Add (c) - that it can be quite a bit louder than the renaissance rackett, and is also capable of (some) dynamics. I actually would (as others have) characterize the rr's tone as more smooth or "buttery" (whatever that means) than the br's.

The br's tone is more like a bassoon (but more 'raw'). Whether that's a good thing is an individual opinion. I usually introduce the br in performances as "a lot like a bassoon, but even more difficult to take seriously", or that the advantage of the br over the bassoon is that "it's a weapon more easily concealed". When I bought my br, it came with two reeds made by Keith Loraine (one I save for special occasions, the other met a tragic end), but now I use off-the-shelf contrabassoon reeds (with some scraping and fiddling). Keith's reeds were about as wide as the contrabassoon reeds, but shorter. With Keith's reeds the tone was lighter, but the commercial reeds work reasonably well. When playing in consort with a small number of recorders or krummhorns, I often use a 'mute' - a piece of foam rubber or a cork with a 1/4 inch hole stuffed in the bell. This makes it both quieter and changes the tone to a bit more like that of a rr. It also makes it impossible to play the low Bb, but that's usually not necessary. Whether the mute is historically accurate is something I don't concern myself with much. There is very little historical information at all about the br. Apparently it was thought of as a 'substitute' cheap instrument for those who could not afford a gamba or a real bassoon or perhaps curtal.


>Author: "Stephen Del Rea" <srea@uaex.edu>

>I was intrigued by the mention of Racketts. Here is some information
>I found during an internet search for "rackett". What do you think
>about it as a serious musical instrument? Can it do a full chromatic
>scale? Is it worth the investment? [...]

I've heard the baroque rackett being played very well (i.e. not by me) as the bass (continuo) in baroque music, where a viola da gamba might otherwise have been. I took it quite seriously. It also works quite well as a bass instrument in renaissance consort music. The lowest renaissance racketts (great bass, contrabass, depending on nomenclature) were, I think, often used to add depth and color to vocal bass lines. The br is pretty much fully chromatic, but there are some sharps/flats that are difficult/out-of-tune/bad-of-tone. I'd say my br was a good investment as I bought it used for $500, but prices for new ones are quite high.

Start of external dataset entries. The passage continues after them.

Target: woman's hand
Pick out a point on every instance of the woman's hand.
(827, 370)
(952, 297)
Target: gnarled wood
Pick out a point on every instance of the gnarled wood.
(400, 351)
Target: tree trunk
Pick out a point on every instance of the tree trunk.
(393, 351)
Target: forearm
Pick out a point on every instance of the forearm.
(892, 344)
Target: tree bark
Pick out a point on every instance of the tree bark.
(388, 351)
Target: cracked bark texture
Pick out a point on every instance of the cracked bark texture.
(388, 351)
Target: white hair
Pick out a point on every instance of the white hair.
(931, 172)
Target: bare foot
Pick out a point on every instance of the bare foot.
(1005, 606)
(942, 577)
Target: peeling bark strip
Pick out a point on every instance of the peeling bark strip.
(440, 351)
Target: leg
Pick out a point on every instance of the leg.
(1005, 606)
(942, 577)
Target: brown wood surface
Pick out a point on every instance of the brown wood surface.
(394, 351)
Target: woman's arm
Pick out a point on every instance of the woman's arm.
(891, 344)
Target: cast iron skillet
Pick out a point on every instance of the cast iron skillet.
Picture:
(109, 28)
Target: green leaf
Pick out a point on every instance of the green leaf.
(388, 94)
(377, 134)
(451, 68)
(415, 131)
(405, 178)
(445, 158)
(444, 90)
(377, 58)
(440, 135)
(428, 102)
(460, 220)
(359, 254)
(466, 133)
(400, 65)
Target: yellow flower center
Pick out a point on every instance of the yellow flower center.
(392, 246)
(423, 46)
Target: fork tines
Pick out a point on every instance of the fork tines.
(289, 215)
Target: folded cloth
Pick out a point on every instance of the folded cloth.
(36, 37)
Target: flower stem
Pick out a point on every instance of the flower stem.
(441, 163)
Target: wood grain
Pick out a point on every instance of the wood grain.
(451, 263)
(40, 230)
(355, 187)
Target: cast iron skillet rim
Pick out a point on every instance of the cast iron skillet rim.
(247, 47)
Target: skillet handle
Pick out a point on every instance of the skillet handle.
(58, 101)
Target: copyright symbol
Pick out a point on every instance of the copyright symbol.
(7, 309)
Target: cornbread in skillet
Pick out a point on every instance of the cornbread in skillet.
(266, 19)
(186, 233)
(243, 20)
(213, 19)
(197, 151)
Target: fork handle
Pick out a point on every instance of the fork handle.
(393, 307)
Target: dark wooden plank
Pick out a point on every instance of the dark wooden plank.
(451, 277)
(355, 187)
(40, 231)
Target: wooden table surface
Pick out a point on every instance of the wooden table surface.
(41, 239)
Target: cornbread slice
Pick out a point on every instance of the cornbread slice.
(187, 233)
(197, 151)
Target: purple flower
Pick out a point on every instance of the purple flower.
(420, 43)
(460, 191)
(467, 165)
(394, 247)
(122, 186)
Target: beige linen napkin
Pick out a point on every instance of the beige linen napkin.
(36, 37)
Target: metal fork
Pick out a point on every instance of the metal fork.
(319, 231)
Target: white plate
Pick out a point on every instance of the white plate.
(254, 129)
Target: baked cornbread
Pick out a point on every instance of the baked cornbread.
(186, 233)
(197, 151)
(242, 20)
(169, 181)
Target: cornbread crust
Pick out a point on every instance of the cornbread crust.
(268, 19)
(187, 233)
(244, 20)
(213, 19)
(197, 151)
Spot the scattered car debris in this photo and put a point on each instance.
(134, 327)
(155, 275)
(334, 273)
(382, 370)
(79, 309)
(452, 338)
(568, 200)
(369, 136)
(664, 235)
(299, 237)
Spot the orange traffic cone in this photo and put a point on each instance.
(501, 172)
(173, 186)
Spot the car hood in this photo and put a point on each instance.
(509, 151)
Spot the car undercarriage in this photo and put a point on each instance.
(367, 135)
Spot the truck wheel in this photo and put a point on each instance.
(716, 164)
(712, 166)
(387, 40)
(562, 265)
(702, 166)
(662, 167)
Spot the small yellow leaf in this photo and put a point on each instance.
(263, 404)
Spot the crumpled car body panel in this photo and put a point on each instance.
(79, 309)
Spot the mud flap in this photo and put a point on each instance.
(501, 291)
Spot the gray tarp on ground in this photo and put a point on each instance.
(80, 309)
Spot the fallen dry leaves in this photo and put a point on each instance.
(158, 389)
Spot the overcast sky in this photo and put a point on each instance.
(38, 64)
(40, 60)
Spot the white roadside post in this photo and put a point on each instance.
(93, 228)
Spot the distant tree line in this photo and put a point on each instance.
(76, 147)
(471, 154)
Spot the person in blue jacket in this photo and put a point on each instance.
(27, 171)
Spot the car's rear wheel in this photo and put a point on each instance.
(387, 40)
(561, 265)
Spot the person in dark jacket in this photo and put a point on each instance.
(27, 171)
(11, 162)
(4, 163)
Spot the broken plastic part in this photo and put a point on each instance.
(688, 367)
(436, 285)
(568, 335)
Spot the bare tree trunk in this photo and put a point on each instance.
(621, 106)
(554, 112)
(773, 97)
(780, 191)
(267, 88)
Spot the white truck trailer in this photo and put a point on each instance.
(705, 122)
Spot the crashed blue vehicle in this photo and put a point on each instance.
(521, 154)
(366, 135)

>The only wind instrument to ever defeat me was the
>rackett. With two tone holes for the forefingers and the most
>illogical fingering system I've ever seen, [...]

My baroque rackett has a pretty normal fingering system. The renaissance contrabass rackett also. I don't know about other renaissance racketts. I will post a fingering chart for baroque rackett here if requested, or ask me by e-mail. I've been told the material in Trevor Robinson's book about rackett fingerings is just plain wrong.

>I thought the shawm also had a nice sound to it.

Er, umm, yeah.

>If you try a cornamuse, just remember to blow until your brain comes out your

Actually, it gets squished up into a tiny ball in the back of your head. Your only option then is to become a conductor.

>Forget the rackett. It's fun and a great sight gag, but the curtal's
>the serious instrument.

Somewhat true. Anybody got a curtal they want to give away?

>to the Baroque rackett and it did not disappoint. It gave wonderful
>bottom support. The playing position was very uncomfortable looking.
>He had his left foot on top of his sideways right shoe to lift up his
>left knee high enough to balance the rackett on top. I thought he
>would have been better off with one of the little foot stools that
>classical guitarists use. [I still cannot appreciate crumhorns]

My baroque rackett came with a case which I use to rest my foot on to elevate the knee enough to support the rackett. It's not uncomfortable at all. But it's not an instrument for the marching band (and might be deadly played on horseback).